The house I was brought home to remained my home for nearly 16 years there in Jackson. One set of grandparents lived just 5 houses down the street while the other set lived across town. Much as any normal red-blooded American boy, I enjoyed playing as a kid. This included riding my bike, playing with the neighborhood kids, hunting, spending time with my dogs, playing with my army men, and playing in the dirt.
Because my parents wanted us to have the best education possible, they decided to send my brother and me to a private school, Jackson Academy, from preschool through high school. I am very grateful for the opportunity to be educated in an environment that encouraged learning and excellence. During those years I played soccer, sang in a chorus group, and became very active in the Boy Scouts of America. By the time I was a Junior in high school, I decided that I wanted to be a Mechanical Engineer.

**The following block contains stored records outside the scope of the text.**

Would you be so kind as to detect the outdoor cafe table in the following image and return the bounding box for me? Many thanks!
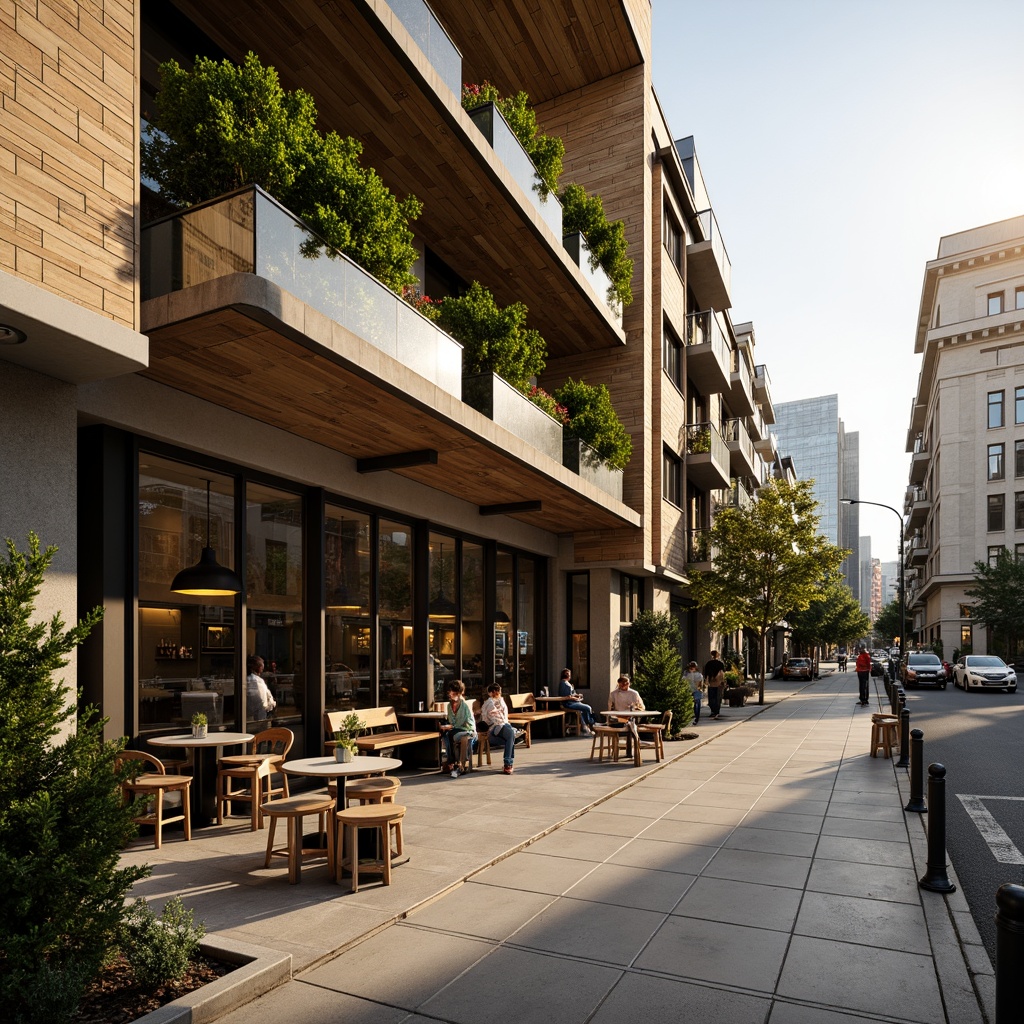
[601,711,662,768]
[281,754,406,876]
[148,732,253,828]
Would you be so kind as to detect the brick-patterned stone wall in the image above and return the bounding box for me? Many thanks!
[0,0,139,329]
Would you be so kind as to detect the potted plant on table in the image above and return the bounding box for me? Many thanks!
[334,712,366,764]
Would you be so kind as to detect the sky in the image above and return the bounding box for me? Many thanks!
[653,0,1024,561]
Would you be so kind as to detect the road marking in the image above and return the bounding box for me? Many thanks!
[956,793,1024,864]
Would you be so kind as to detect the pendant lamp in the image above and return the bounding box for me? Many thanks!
[171,480,242,597]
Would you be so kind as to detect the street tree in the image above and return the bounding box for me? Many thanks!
[691,480,847,703]
[786,575,871,659]
[964,548,1024,662]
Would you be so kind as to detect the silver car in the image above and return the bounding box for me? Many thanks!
[953,654,1017,693]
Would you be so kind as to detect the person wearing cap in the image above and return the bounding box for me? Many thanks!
[683,662,703,725]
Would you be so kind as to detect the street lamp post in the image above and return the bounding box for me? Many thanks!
[840,498,906,684]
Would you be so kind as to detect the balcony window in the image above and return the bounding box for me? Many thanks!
[988,391,1004,430]
[988,444,1006,480]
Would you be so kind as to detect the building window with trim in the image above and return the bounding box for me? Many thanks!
[988,391,1002,430]
[988,444,1006,480]
[988,495,1007,534]
[662,447,683,508]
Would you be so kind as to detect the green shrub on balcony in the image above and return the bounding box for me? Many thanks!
[560,182,633,306]
[555,377,633,469]
[141,53,421,293]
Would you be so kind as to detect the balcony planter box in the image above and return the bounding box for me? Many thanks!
[462,373,562,462]
[562,427,623,502]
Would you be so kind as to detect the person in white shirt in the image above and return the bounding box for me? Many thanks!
[480,683,515,775]
[246,654,278,722]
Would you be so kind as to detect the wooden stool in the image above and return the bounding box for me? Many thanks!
[335,804,406,893]
[345,777,401,807]
[871,715,899,758]
[262,793,337,886]
[590,725,626,764]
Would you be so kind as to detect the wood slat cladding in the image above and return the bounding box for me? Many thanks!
[145,309,623,532]
[0,0,138,329]
[430,0,638,103]
[161,0,622,354]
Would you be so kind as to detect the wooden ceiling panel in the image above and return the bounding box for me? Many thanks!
[144,309,623,532]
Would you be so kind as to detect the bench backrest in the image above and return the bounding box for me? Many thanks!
[506,693,537,711]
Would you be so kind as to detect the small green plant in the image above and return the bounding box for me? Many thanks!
[118,896,206,988]
[560,182,633,306]
[462,82,565,197]
[554,377,633,469]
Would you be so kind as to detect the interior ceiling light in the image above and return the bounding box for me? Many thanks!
[171,480,242,597]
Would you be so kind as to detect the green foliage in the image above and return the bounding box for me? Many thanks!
[633,634,693,738]
[118,896,206,988]
[141,53,421,293]
[560,182,633,306]
[418,281,547,394]
[786,574,871,646]
[961,548,1024,662]
[555,377,633,469]
[690,480,844,703]
[0,534,148,1022]
[462,82,565,197]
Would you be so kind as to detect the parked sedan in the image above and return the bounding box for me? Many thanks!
[953,654,1017,693]
[899,653,946,690]
[782,657,811,679]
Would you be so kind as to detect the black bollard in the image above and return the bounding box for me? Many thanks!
[995,882,1024,1024]
[918,762,956,893]
[896,707,910,768]
[903,729,928,814]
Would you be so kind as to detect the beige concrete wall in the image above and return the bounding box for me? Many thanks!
[0,0,139,328]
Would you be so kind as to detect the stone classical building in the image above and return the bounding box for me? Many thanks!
[0,0,776,754]
[904,216,1024,657]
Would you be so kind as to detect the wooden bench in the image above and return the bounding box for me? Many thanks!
[505,693,565,746]
[324,708,440,764]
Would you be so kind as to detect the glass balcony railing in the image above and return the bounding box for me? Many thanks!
[385,0,462,96]
[142,186,462,399]
[469,103,562,239]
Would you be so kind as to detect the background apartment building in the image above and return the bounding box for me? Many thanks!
[0,0,776,751]
[904,217,1024,657]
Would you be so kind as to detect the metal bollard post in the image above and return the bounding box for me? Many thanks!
[903,729,928,814]
[995,883,1024,1024]
[896,707,910,768]
[918,762,956,893]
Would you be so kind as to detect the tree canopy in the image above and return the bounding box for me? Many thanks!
[141,53,421,293]
[964,548,1024,662]
[691,480,847,703]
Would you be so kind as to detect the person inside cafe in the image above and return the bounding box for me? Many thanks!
[558,669,594,736]
[480,683,515,775]
[608,675,644,759]
[441,679,476,778]
[246,654,278,722]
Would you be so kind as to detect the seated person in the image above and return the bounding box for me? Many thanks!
[480,683,515,775]
[608,675,644,758]
[441,679,476,778]
[556,669,594,736]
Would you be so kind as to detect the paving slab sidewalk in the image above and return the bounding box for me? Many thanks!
[126,672,994,1024]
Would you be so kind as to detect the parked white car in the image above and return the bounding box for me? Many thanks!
[953,654,1017,693]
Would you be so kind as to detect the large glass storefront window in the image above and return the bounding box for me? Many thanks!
[462,541,486,700]
[324,505,377,711]
[246,483,305,755]
[136,453,235,733]
[427,534,459,700]
[374,519,415,711]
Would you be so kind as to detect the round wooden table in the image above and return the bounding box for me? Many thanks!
[146,732,253,828]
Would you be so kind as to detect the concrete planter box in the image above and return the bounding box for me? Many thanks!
[462,373,562,462]
[562,429,623,502]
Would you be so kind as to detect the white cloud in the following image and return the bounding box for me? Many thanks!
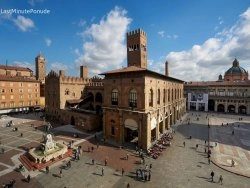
[158,31,165,38]
[75,7,132,75]
[161,8,250,81]
[13,61,35,74]
[13,15,35,32]
[28,0,43,6]
[50,62,69,72]
[44,38,52,47]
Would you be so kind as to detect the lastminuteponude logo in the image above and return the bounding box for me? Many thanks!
[0,8,50,14]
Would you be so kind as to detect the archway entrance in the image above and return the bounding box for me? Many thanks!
[227,105,235,113]
[70,116,75,125]
[239,105,247,114]
[217,104,225,112]
[124,119,138,143]
[208,99,215,111]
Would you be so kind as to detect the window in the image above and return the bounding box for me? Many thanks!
[65,89,69,95]
[111,89,118,105]
[157,89,161,104]
[110,120,115,136]
[10,101,15,107]
[148,89,154,106]
[163,89,166,103]
[129,89,137,108]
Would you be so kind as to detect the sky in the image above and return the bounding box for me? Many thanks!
[0,0,250,81]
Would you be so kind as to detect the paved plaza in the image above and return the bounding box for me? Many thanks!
[0,112,250,188]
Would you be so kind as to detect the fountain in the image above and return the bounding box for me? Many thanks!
[28,134,68,164]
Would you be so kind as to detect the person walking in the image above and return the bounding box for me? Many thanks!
[231,159,235,167]
[59,169,62,178]
[218,175,223,185]
[122,168,124,176]
[102,168,104,176]
[27,175,30,183]
[211,171,214,182]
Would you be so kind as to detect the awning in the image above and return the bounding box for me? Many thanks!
[66,99,83,104]
[124,119,138,131]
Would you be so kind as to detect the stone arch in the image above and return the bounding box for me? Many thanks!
[227,104,235,113]
[95,92,102,103]
[217,104,225,112]
[238,105,247,114]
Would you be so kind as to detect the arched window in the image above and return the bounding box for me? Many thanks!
[65,89,69,95]
[110,120,115,135]
[157,89,161,104]
[95,92,102,103]
[111,89,118,105]
[163,89,166,103]
[148,89,154,106]
[129,89,137,108]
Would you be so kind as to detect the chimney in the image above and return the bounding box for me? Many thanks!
[59,70,65,77]
[165,61,169,76]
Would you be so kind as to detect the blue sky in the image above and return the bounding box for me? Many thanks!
[0,0,250,81]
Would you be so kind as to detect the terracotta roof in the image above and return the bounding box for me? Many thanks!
[0,75,39,82]
[0,65,33,72]
[100,66,184,82]
[184,80,250,87]
[66,99,83,104]
[100,66,147,75]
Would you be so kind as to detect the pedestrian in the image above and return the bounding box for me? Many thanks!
[102,168,104,176]
[218,175,223,185]
[122,168,124,176]
[148,171,151,181]
[211,171,214,182]
[27,175,30,183]
[231,159,235,167]
[59,169,62,178]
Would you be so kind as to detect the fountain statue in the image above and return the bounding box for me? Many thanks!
[28,134,68,163]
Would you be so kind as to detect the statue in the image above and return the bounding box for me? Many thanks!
[44,134,55,152]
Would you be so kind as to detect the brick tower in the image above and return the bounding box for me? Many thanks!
[35,52,46,82]
[127,29,147,69]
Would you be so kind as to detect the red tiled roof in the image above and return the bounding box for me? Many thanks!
[0,65,33,72]
[184,80,250,86]
[0,75,37,82]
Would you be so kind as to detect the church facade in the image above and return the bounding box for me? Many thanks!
[102,29,186,149]
[184,59,250,114]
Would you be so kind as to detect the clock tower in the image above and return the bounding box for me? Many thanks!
[35,52,46,82]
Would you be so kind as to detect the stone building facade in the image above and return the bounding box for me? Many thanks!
[45,66,103,131]
[0,65,40,114]
[102,29,186,149]
[184,59,250,114]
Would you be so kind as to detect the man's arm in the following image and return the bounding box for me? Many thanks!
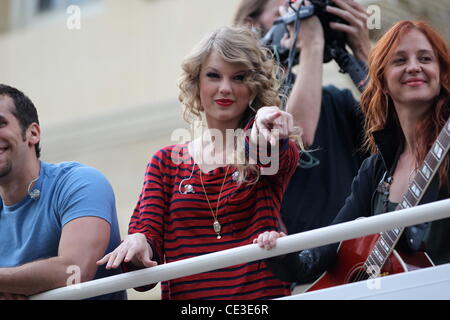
[287,17,324,146]
[0,217,110,296]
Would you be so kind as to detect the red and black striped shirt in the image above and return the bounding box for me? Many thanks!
[129,141,298,299]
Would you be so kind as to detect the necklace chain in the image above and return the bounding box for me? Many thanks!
[200,166,230,239]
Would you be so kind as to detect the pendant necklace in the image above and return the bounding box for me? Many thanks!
[200,167,230,239]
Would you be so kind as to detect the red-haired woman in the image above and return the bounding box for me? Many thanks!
[255,21,450,282]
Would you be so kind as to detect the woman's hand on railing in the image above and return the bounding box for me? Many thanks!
[97,233,158,269]
[253,231,286,250]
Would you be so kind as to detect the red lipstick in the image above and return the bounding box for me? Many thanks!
[215,99,234,107]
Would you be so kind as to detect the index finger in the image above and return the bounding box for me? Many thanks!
[267,111,281,122]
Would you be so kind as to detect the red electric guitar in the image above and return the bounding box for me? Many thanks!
[306,119,450,292]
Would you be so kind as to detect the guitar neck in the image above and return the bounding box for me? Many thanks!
[364,119,450,273]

The summer after graduating from high school, I had the life changing experience of going on a 10 day backpacking trek at Philmont Boy Scout Ranch in northern New Mexico. It was during these 10 days that I began to fall in love with the West and nature. It was also the first time I began to learn that hard work can be very rewarding. Hiking up mountains carrying a heavy pack was very hard work, but the view from the top was always worth it.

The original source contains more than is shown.